É curioso tentar entender a razão pela qual esse viés viu tanta evolução. Uma das pioneiras em pesquisas sobre vieses implícitos, a psicóloga e professora Mahzarin Banaji (2022), comenta que vieses contra raça, mulheres e cor da pele caíram em torno de 25%, apenas. O viés contra a velhice diminuiu quase nada. Contra pessoas com deficiências e contra obesos não se alterou (e se continuarem a esses passos, não há previsão de melhoras nos próximos dois séculos, segundo a doutora).
Na opinião da Dra.

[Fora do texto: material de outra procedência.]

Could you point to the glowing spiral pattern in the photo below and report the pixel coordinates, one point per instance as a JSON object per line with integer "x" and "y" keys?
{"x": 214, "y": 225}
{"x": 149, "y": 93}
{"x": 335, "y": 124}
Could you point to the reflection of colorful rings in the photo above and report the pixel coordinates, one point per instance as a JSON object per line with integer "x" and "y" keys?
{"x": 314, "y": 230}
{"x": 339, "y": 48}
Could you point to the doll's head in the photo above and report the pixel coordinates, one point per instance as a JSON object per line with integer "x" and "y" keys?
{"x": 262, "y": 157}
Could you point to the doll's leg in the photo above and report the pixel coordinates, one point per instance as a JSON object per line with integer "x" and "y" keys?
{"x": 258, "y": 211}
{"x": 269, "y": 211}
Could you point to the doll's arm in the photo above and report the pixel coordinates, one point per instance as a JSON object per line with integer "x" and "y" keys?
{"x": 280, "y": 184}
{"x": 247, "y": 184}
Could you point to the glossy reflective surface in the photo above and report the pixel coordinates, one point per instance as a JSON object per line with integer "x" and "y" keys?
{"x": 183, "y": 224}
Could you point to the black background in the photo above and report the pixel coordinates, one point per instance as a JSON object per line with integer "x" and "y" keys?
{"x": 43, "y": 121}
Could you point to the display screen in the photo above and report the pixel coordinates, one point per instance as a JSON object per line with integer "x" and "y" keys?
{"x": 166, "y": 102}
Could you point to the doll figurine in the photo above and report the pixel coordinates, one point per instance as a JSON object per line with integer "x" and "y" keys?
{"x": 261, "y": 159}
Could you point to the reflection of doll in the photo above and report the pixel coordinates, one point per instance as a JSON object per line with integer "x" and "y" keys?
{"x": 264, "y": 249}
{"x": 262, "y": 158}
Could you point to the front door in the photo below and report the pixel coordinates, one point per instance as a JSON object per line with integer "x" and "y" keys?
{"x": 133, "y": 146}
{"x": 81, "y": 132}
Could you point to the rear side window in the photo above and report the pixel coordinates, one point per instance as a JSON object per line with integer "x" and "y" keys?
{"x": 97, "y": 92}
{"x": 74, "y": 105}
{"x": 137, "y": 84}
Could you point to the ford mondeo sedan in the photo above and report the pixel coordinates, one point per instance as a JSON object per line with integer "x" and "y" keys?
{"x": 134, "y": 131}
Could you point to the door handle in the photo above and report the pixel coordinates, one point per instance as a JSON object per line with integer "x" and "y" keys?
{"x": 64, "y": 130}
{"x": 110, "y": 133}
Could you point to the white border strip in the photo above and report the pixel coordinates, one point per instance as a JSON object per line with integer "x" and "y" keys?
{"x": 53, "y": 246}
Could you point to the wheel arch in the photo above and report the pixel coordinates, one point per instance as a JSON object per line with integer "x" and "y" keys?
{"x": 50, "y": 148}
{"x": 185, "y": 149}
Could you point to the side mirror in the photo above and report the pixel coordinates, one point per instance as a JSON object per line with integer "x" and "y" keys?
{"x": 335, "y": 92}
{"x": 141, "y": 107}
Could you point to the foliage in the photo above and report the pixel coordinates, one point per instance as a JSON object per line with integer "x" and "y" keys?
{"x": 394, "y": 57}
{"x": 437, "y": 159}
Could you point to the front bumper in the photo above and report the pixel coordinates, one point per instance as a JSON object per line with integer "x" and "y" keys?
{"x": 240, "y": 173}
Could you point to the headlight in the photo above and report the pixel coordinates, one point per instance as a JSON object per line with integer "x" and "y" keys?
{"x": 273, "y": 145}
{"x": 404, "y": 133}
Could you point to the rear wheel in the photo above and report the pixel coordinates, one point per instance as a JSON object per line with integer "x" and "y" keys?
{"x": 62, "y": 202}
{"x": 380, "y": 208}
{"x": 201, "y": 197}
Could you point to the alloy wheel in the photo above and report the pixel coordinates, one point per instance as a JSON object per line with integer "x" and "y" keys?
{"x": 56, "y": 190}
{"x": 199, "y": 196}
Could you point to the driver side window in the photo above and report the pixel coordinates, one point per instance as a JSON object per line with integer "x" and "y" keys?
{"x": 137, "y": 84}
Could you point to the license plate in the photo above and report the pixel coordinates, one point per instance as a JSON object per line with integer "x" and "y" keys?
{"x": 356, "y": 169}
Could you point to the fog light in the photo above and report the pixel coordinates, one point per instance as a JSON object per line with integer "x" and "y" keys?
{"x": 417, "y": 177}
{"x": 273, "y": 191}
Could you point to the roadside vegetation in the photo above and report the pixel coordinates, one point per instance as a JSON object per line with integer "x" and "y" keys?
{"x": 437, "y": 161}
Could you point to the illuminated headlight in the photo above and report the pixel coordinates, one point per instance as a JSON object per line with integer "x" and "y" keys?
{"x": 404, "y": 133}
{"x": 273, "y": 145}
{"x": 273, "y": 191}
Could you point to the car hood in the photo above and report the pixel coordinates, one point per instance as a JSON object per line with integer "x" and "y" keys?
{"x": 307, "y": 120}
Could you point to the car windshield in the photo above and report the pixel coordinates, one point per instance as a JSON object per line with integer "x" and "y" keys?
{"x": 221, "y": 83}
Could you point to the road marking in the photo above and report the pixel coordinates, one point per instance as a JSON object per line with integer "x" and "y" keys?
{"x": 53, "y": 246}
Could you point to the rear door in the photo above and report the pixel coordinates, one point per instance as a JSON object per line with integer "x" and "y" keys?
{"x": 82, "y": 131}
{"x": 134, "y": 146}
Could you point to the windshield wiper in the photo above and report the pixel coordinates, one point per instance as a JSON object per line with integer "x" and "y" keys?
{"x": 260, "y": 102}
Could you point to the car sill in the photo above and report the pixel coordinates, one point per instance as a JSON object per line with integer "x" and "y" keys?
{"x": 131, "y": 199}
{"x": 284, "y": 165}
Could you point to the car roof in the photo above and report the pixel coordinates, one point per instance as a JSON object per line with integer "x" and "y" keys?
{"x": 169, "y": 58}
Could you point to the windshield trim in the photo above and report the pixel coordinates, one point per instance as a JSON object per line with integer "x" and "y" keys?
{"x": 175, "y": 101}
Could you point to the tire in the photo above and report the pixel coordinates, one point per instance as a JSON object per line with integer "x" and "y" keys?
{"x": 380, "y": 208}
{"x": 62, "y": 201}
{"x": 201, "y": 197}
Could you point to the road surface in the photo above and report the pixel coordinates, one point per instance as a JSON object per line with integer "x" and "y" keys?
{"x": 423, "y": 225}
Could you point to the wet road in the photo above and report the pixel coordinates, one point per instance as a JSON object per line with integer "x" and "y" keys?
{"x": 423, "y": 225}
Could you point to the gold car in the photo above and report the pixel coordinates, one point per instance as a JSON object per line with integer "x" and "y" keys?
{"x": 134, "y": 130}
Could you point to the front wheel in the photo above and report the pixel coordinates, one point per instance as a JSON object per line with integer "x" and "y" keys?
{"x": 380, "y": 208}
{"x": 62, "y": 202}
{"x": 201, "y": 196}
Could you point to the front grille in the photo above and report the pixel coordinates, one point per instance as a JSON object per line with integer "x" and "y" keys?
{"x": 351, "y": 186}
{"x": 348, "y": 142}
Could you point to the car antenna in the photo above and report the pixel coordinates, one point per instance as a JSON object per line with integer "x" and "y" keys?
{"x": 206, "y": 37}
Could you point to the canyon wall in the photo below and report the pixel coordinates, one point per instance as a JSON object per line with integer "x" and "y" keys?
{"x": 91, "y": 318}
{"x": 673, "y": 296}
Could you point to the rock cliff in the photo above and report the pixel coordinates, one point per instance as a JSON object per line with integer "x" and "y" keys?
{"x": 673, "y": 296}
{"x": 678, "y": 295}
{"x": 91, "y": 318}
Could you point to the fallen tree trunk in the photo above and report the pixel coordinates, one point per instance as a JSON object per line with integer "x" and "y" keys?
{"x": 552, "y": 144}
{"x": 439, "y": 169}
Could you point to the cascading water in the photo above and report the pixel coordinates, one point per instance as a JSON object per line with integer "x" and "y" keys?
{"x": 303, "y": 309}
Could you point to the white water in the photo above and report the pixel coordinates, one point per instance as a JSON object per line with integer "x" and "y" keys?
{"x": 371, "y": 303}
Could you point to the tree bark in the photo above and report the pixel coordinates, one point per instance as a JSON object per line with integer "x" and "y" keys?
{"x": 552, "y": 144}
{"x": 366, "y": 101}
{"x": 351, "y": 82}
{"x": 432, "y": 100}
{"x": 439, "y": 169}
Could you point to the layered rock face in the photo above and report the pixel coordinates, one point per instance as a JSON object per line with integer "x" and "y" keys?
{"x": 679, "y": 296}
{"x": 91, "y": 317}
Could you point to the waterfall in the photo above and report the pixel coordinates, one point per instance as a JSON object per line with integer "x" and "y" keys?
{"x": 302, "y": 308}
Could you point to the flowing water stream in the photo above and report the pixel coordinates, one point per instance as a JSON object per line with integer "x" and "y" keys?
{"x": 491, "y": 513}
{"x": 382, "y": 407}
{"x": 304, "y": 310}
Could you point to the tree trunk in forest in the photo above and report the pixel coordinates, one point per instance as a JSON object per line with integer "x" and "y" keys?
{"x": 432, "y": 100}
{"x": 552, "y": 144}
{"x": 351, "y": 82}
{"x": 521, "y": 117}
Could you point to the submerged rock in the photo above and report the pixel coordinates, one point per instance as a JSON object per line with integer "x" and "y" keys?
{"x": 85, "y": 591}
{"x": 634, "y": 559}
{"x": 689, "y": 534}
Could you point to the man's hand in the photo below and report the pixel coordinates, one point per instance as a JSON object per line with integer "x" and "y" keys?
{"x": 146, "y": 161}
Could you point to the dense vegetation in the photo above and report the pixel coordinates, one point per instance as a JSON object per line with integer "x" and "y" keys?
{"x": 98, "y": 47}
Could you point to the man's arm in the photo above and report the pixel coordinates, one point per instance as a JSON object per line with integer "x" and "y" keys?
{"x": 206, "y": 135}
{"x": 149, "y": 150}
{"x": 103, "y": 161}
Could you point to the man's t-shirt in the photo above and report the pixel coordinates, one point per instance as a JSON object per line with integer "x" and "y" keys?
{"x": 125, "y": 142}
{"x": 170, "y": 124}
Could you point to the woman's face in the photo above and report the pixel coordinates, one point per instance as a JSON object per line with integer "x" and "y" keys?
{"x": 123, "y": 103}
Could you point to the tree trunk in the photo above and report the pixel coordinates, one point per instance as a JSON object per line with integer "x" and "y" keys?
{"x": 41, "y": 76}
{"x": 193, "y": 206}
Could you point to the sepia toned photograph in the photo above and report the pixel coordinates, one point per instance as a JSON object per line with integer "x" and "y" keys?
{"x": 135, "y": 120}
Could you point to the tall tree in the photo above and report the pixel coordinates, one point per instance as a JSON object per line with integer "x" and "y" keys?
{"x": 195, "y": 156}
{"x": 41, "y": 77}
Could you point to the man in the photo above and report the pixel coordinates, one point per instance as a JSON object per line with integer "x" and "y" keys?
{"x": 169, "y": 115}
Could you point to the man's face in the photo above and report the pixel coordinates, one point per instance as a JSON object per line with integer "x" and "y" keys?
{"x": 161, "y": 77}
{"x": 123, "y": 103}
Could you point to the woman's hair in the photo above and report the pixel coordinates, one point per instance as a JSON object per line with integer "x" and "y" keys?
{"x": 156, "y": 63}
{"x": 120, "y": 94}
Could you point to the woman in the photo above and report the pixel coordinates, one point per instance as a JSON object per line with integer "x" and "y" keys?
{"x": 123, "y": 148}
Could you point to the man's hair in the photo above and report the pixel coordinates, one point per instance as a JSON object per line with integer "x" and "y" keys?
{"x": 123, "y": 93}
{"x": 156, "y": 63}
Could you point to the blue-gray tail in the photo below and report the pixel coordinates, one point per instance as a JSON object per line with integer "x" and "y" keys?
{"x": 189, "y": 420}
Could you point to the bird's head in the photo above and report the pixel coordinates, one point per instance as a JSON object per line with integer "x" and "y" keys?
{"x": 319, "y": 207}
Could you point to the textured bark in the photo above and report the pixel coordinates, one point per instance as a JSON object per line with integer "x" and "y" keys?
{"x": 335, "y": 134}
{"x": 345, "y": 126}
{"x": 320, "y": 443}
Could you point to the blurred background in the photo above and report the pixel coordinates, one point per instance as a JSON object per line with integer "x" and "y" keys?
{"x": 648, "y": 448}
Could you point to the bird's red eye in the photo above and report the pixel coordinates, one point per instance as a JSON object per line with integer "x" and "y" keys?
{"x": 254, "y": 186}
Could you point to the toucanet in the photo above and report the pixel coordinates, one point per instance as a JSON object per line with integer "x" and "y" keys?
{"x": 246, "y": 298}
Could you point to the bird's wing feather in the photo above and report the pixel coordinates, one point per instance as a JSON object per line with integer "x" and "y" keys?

Banaji, a grande queda do viés contra gays deve-se a três motivos primordiais: o fato de ter se tornado um assunto pessoal, com gente próxima se declarando gay, e com a escolha consciente da manutenção de laços afetivos com essas pessoas; o fato de a indústria do entretenimento ser aberta a gays, tanto para trabalhar como para serem assunto (personagens de filmes, protagonistas de séries) e por vezes muito mais bacanas e interessantes que os heterossexuais; e o fato de governos começarem a acordar e apoiar as relações homossexuais oficialmente (ela cita o exemplo dos casamentos sendo legalizados).
Se concordarmos com ela que, para haver alteração de percepção (e logo, de comportamento) as mudanças devem acontecer em 3 níveis: do indivíduo, da indústria e corporações e do governo, ainda há uma estrada importante a ser percorrida por mulheres, por mulheres negras, por mulheres com deficiência, por mulheres acima de 50 anos, por mulheres gordas, por mulheres gays. Por todas nós. Fica aqui o convite para seguirmos a jornada juntas, como indivíduos, como empresas e unidas, influenciando governos.